Sudan tops Arab and African rankings for costly internet shutdowns

Government-ordered and conflict-driven internet shutdowns cost Sudan an estimated US $1.12 billion in 2024, the third-heaviest economic blow worldwide after Pakistan and Myanmar, according to the annual Cost of Internet Shutdowns report by Top10VPN.

How the losses stack up

RankCountryOutage cost (US $)People affectedHours offline*
1Pakistan1.62 bn125 m5,699
2Myanmar1.58 bn54 m8,784
3Sudan1.12 bn23.4 m≈ 12,700

*Includes full blackouts, social-media blocks and 2G “throttling.”

Why Sudan’s bill is so high

  • Nationwide blackout (Feb 2024): Fighting between General al-Burhan’s Forces (SAF) and Rapid Support Forces (RSF) knocked out backbone facilities in Khartoum; many ISPs stayed dark for 10 days and only fully restored links in May after rerouting traffic via Port Sudan.
  • Rolling regional cuts: Additional switch-offs hit Khartoum, Omdurman, Darfur and Kordofan throughout the year as both sides tried to block images of atrocities and hamper battlefield coordination.
  • Infrastructure attacks: Shelling destroyed fibre lines and power hubs, forcing operators to shut down or throttle networks for safety.
  • Centralised architecture: A handful of state-licensed providers makes it easy for authorities or armed groups to “pull the plug,” amplifying economic fallout.

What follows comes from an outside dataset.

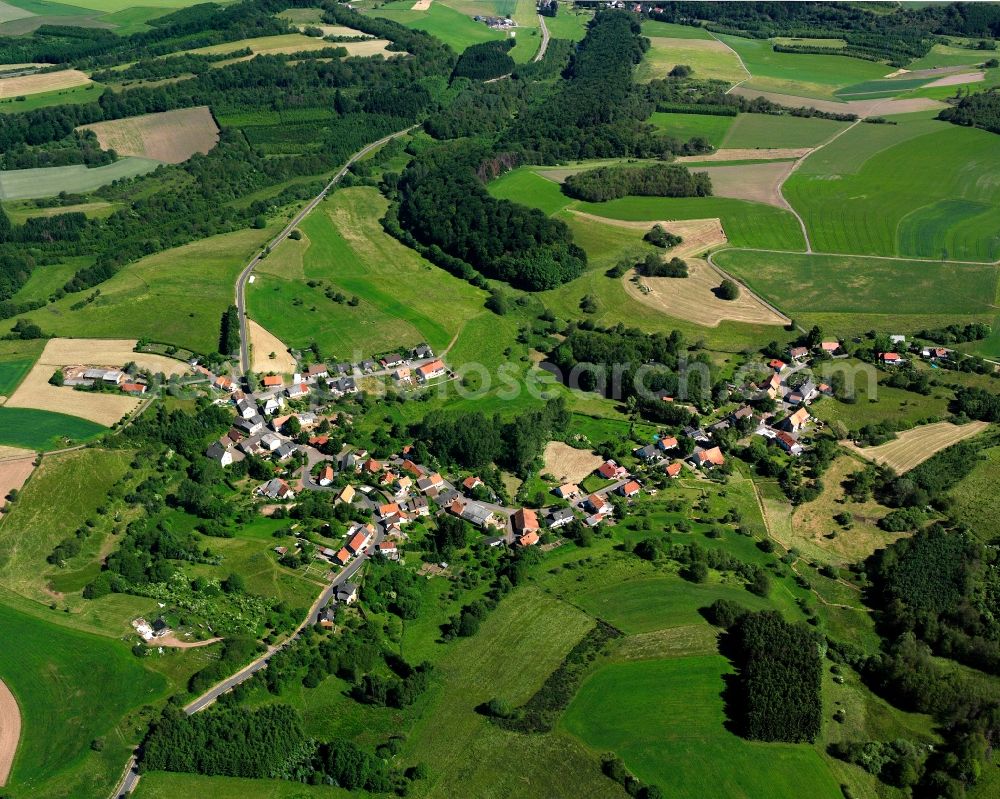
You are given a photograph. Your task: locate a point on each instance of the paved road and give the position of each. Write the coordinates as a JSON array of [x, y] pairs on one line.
[[241, 282], [545, 39]]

Ripple effects across society

Sector hitImpact details
Finance & commerceMobile-money transfers and point-of-sale networks froze, paralyzing salaries, remittances and daily trade. Small online retailers lost entire holiday sales cycles.
Health & aid logisticsTele-medicine links collapsed; NGOs reported delays moving food and medical convoys because satellite and VSAT bandwidth was rationed for security comms.
EducationSome 800,000 university students — already displaced by the war — lost access to remote-learning platforms and digital libraries for weeks.
Journalism & human-rights reportingBlackouts concealed front-line atrocities and hindered fact-checking, prompting Freedom House to cite connectivity cuts as a tool for “information control amid mass abuses.”

A regional and global picture

Top10VPN logged 167 major shutdowns in 28 countries, costing the world economy US $7.69 billion—a 16 % drop from 2023, yet with a record 88,788 hours of deliberate disruption.

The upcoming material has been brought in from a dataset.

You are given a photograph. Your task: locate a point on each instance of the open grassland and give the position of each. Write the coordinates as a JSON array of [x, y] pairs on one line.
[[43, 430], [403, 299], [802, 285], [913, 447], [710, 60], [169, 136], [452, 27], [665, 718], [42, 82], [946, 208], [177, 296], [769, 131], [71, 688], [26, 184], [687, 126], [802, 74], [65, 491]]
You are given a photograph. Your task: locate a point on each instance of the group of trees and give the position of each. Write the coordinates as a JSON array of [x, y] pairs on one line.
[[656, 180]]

Sub-Saharan Africa absorbed US $1.56 billion of that hit; Sudan alone accounted for more than two-thirds of the regional total.

What happens next?

Digital-rights groups urge Sudan’s warring factions to keep networks running under the Juba Declaration on Humanitarian Connectivity brokered in April, though neither SAF nor RSF has formally signed. Meanwhile, telecom operators are lobbying for protected corridors to repair backbone links and install microwave redundancies to shorten future outages.

“Cutting the internet during conflict cripples the economy, blocks life-saving information and deepens humanitarian crises,” said a Khartoum-based civil-society coalition in a joint appeal this week. “Sudan cannot afford another billion-dollar blackout in 2025.”